# Meyers e47 ATF instead of MEyers plow fluid?



## mountaindew5011 (Sep 15, 2010)

:yow!:i have a meyers e47 pump was wondering if u could use ATF instead of the blue meyers fluid. OR how much it would effect the operations of the pupmp or clog or gum up the filters??????// thanks in advance


----------



## no lead (Dec 10, 2008)

spend a few bucks more on the blue fluid. trust me.


----------



## mountaindew5011 (Sep 15, 2010)

*atf instead of the true blue*

only reason i ask that dumb a** question is cause this very much used plow i just acquired has pitted cylinders and the top seal (wiper seal) on the ram leaks a lil and the fluid is gettin expensive hopefully i can have it fixed before theres 2 inches on the ground lol


----------



## wild bill (Feb 10, 2007)

*oil*

well only use it if you want to have problem's ,atf attracts moisture spill it on the ground and it gets white and mixes the good oil disperses any water .meyer has a problem at times with water ,you say the rams are pitted and the lift ram leaks' .any leak is a entry point for water and dirt ,the pits let water in with the in stroke of the cylinder any further wipe's out the seals . fix the leak and replace the rams .payup


----------



## mountaindew5011 (Sep 15, 2010)

*e47 wiper seal*

thanks wild any tips to make the wiper seal installion any easier not that it looks hard at all but ya know how luck has it!:bluebounc


----------



## wild bill (Feb 10, 2007)

*wiper*

there is no simple way to replace the wiper the right way ,you probably need a seal kit the ram packing cup is probably worn out allowing the oil to go past the o-ring at the top .:waving:


----------



## MickiRig1 (Dec 5, 2003)

Your better off using the blue.

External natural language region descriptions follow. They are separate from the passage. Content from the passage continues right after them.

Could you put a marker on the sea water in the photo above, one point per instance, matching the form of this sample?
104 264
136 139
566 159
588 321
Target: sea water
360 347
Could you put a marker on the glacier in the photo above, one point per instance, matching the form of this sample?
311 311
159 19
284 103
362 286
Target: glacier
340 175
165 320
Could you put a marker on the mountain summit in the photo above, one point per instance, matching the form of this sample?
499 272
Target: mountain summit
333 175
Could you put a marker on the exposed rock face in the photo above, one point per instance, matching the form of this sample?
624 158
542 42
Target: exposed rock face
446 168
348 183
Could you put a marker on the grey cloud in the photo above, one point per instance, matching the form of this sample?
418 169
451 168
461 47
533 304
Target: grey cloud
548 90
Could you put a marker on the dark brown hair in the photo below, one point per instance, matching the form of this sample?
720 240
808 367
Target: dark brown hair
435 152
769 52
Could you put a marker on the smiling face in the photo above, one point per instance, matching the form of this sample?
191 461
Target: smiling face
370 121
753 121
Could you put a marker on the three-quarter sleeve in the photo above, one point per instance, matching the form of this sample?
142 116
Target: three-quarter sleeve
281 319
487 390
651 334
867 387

With pits and a bad wiper sealer you get a little bit of water every time you move the rams. I have used ATF too, with no freeze ups. But I had no fluid usage from leaks or pits.


----------



## basher (Nov 13, 2004)

ATF leaks the same as the blue fluid, will slow the operation of the pump, require more amps to operate and shorten the life of the pump. Meyer pumps have issue with not enough cross-over relief and the thicker fluid will exasperate the situation so you could find yourself having more frequent valve stem swelling issues. The water drawn in to the unit though the leaks will freeze regardless of what fluid is in the unit.

Get new angle rams and either rebuild your pump or trade it in for a rebuilt, you'll have a much more productive and profitable season.


----------